Distribution name: state-trace Python import path: state_trace Benchmark/model label in scripts: state_trace

Optional extras:

pip install -e ".[mcp]"       # stdio MCP server for Claude Code / Codex CLI
pip install -e ".[bench]"     # graphiti + datasets (SWE-bench)
pip install -e ".[llm]"       # OpenAI-backed live benchmarks + LLM ingestion
pip install -e ".[adapters]"  # LangGraph / LlamaIndex adapter shims

To use the local Codex CLI harness instead of an API key, ensure the CLI is logged in:

codex login status

For API-backed runs, set:

export OPENAI_API_KEY=...

Quickstart

from state_trace import MemoryEngine

engine = MemoryEngine(capacity_limit=24.0, storage_path="memory.json")

task = engine.store(
    "Fix login by tracing the refresh token path",
    {"type": "task", "session": "auth-debug", "goal": "restore login", "file": "auth.ts", "importance": 0.92},
)

observation = engine.store(
    "Login still returns 401 after refresh token exchange",
    {
        "type": "observation",
        "session": "auth-debug",
        "goal": "restore login",
        "file": "auth.ts",
        "blocks": [task.id],
        "importance": 0.88,
    },
)

engine.store(
    "Authorization header is dropped before the retry request reaches auth.ts",
    {
        "type": "decision",
        "session": "auth-debug",
        "goal": "restore login",
        "related_to": [task.id, observation.id],
        "file": "auth.ts",
        "importance": 0.91,
    },
)

result = engine.retrieve("Why is login still broken?", {"session": "auth-debug", "goal": "restore login"})
print(result)

Example retrieval output:

{
    "summary": "Most relevant memories: observation: Login still returns 401 after refresh token exchange | task: Fix login by tracing the refresh token path | file: auth.ts",
    "nodes": [
        {"id": "observation:login-still-returns-401-after-refresh", "type": "observation", "score": 0.82},
        {"id": "task:fix-login-by-tracing-the-refresh-token", "type": "task", "score": 0.78},
        {"id": "file:auth-ts", "type": "file", "score": 0.71},
    ],
    "chains": [
        ["observation:login-still-returns-401-after-refresh", "task:fix-login-by-tracing-the-refresh-token", "file:auth-ts"]
    ],
    "reasoning": "These nodes were selected because they matched the query, the active session, and the surrounding causal graph."
}

Real-world agent logs

state-trace can ingest released agent trajectories instead of only synthetic events.

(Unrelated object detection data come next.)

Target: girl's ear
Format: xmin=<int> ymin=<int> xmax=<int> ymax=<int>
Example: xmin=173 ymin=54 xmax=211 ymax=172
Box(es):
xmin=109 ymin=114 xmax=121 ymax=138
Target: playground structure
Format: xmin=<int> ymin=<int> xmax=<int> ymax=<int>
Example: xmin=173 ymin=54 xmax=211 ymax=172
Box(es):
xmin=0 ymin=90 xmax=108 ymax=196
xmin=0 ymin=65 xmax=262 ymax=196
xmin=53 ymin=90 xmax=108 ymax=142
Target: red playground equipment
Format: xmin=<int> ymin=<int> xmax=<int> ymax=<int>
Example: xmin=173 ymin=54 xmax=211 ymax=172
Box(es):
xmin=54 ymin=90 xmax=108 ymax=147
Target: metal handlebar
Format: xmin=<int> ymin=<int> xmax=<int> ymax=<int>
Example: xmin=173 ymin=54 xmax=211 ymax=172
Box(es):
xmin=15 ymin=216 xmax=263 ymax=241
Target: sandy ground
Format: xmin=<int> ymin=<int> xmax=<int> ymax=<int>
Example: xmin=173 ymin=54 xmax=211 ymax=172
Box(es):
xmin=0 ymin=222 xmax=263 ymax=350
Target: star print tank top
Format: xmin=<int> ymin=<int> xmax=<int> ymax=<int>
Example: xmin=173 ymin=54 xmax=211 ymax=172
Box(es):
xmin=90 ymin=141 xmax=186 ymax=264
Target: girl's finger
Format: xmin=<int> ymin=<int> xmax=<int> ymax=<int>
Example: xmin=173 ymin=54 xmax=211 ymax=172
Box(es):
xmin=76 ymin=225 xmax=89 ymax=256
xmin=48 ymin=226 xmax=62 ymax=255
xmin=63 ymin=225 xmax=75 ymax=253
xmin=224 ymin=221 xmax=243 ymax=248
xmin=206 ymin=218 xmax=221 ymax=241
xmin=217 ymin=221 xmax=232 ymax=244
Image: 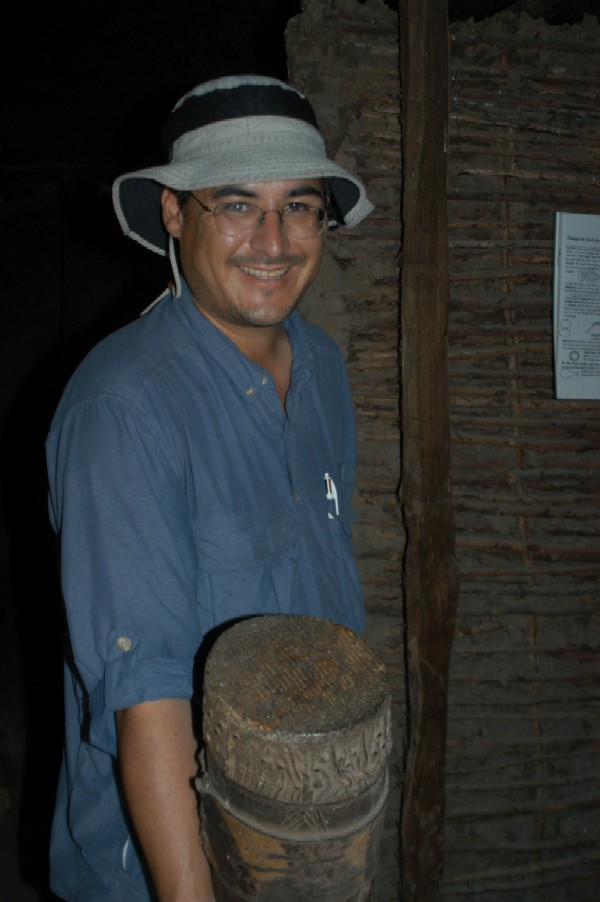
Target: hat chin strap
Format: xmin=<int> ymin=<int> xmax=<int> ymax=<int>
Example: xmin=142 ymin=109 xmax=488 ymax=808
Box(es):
xmin=169 ymin=235 xmax=181 ymax=298
xmin=140 ymin=235 xmax=181 ymax=316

from state_trace import MemoryEngine

engine = MemoryEngine(capacity_limit=256.0)
engine.store_agent_log_file("examples/data/agent_logs/marshmallow__marshmallow-1867.json")

result = engine.retrieve(
    "Which file fixed the 344 vs 345 milliseconds bug?",
    {"session": "swe-agent-marshmallow-1867", "repo": "marshmallow-code/marshmallow"},
)
print(result["nodes"][0]["content"])

Supported inputs:

  • normalized agent_log JSON fixtures
  • raw SWE-agent .traj files
  • raw OpenHands event JSON logs

Bulk log ingestion keeps explicit sequence, file, and error structure:

  • issue -> task node
  • action step -> decision node
  • raw command -> command node
  • targeted validation -> test node
  • touched identifiers -> symbol node
  • emitted failure signature -> error_signature node
  • submitted diff hunk -> patch_hunk node
  • command/test output -> observation node
  • raw step -> episode provenance node
  • edited or inspected files -> stable file anchors
  • precedes, causes, motivates, validates, verified_by, rejected_by, contradicts, solves, supersedes, and derived_from edges

The retrieval payload now also carries provenance for ranked nodes, so a caller can trace a returned file or observation back to the concrete episode(s) that produced it.

Vector DB Failure Modes

Run the small pinned-log benchmark:

python3 examples/real_world_agent_log_benchmark.py

The benchmark compares:

  • state-trace: typed nodes + edge-aware causal traversal + state-aware reranking
  • flat vector baseline: chunked log text + cosine top-k retrieval

On the pinned real-world trajectories in examples/data/agent_logs, the graph engine wins on rank-1 actionability:

  • Marshmallow TimeDelta bug: graph returns src/marshmallow/fields.py first; the vector baseline returns the issue chunk first because it contains all the right tokens but not the actionable artifact.
  • Pydicom PixelRepresentation bug: graph returns pydicom/pixel_data_handlers/numpy_handler.py first and also surfaces the failing AttributeError observation; the vector baseline ranks the issue text and edit-noise chunks ahead of the patch target.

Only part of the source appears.